3. Identify Target Folders
Determine scope based on user request:
| User Request | Command |
|---|
| Specific channel | ytscriber summarize <FOLDER_NAME> |
| All channels | ytscriber summarize --all |
| Preview only | ytscriber summarize --all --dry-run |
[!TIP]
Always run --dry-run first when processing many folders. This shows exactly how many transcripts need summaries.
Command Reference
ytscriber summarize [FOLDER] [OPTIONS]
| Option | Description | Default |
|---|
FOLDER | Specific folder to process | (Required unless --all) |
--all | Process ALL folders | False |
--dry-run | Show what would happen without changes | False |
--force | Re-summarize files that already have summaries | False |
--delay | Seconds between API requests (min: 4s) | 4.0 |
--model | OpenRouter model to use | nvidia/nemotron-3-super-120b-a12b:free |
--max-words | Target summary length | 500 |
[!TIP]
The default model nvidia/nemotron-3-super-120b-a12b:free is free and high-quality.

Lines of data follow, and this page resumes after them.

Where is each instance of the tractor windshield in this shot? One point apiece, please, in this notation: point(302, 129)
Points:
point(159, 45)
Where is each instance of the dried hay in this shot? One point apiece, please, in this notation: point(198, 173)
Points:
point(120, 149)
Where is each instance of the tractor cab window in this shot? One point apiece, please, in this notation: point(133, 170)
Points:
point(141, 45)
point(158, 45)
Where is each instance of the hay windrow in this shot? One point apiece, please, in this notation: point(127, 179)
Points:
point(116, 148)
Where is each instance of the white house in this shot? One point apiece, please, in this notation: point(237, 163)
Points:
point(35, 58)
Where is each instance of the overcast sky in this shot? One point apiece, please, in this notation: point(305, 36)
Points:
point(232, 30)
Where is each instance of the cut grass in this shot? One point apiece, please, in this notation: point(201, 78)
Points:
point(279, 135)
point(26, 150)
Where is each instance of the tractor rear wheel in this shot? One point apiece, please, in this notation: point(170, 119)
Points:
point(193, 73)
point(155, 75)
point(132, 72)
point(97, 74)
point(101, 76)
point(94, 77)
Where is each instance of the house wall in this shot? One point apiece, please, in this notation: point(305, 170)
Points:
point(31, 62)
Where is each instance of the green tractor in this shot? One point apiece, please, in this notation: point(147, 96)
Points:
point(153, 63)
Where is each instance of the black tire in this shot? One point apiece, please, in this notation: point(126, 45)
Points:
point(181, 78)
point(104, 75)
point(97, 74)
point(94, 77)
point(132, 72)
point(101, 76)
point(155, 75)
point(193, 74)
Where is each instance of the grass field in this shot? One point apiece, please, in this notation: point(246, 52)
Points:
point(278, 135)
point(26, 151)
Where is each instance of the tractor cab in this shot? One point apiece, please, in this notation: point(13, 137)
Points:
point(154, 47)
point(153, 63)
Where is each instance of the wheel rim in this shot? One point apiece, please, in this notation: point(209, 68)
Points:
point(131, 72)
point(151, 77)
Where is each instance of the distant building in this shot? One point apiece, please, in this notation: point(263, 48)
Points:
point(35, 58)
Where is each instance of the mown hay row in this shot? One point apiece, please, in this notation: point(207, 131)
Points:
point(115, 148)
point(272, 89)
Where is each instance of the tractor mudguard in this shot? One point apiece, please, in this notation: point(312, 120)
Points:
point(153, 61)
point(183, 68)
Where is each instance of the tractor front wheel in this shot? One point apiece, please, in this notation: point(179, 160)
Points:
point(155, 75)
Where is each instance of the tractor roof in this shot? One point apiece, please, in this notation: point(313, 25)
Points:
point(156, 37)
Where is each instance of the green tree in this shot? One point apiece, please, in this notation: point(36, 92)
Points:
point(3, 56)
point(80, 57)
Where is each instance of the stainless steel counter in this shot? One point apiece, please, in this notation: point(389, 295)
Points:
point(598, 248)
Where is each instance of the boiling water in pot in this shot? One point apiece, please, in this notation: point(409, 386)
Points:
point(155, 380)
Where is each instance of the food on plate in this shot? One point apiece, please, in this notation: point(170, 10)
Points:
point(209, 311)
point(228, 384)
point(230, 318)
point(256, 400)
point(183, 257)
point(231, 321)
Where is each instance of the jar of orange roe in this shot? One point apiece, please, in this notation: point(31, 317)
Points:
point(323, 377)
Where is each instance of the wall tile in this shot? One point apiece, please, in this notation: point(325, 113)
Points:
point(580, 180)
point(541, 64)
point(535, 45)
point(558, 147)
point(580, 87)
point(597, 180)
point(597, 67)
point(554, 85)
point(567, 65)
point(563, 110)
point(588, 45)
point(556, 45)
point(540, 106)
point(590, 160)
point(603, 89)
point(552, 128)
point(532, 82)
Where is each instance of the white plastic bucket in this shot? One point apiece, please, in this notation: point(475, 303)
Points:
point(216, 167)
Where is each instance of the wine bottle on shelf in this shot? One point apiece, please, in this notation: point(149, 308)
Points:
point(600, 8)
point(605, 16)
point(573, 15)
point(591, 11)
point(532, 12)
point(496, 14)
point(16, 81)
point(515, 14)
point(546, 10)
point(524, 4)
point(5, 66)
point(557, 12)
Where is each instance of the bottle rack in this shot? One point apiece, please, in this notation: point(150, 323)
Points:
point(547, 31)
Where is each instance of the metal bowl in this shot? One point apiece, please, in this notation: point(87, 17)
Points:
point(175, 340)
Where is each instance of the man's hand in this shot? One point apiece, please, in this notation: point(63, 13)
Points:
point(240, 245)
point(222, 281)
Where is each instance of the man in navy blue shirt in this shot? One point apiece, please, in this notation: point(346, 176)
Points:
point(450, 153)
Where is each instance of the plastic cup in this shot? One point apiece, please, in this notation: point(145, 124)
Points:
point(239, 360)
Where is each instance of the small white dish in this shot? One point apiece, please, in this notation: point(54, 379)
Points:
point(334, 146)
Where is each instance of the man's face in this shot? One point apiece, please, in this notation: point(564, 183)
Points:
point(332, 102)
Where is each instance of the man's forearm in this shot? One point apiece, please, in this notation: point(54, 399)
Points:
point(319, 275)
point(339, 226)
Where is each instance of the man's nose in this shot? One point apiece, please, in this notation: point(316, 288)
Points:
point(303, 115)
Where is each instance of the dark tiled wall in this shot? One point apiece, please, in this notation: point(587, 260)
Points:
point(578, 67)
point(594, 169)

No paid account needed, just an OpenRouter API key.
Examples
Summarize a single channel:
ytscriber summarize OpenAI
Dry run to preview work:
ytscriber summarize --all --dry-run
Force re-summarize with custom model:
ytscriber summarize a16z --force --model moonshotai/kimi-k2:free
Slower rate for unstable connections:
ytscriber summarize LexFridman --delay 10
Common Mistakes
| Mistake | Why It's Wrong | Correct Approach |
|---|
Running without --dry-run first | May process hundreds of files unexpectedly | Always preview with --dry-run when using --all |
Using --force without reason | Wastes API calls on already-summarized files | Only use --force when changing models or max-words |
Setting --delay below 4s | Will trigger rate limits | Keep delay at 4s minimum |
Troubleshooting
| Issue | Cause | Solution |
|---|
OPENROUTER_API_KEY not set | Environment variable not exported | Export it: export OPENROUTER_API_KEY=sk-or-... |
Rate limited (429) | Too many requests too fast | Script auto-retries with backoff. If persistent, increase --delay to 8-10s |
No folders found | Running from wrong directory or empty data folder | Verify ~/Documents/YTScriber/ contains channel folders |
Transcript too short (skipped) | Transcript under 100 words | Expected behavior; very short transcripts skip summarization |
Model not available | Model ID typo or model deprecated | Check OpenRouter docs for current model IDs |
| Summary in wrong language | Model defaulted to source language | Most free models default to English; use a multilingual model if needed |
Quality Checklist
Before considering summarization complete:
[!WARNING]
If summaries appear truncated or low-quality, try a different model. Quality varies by model and transcript content.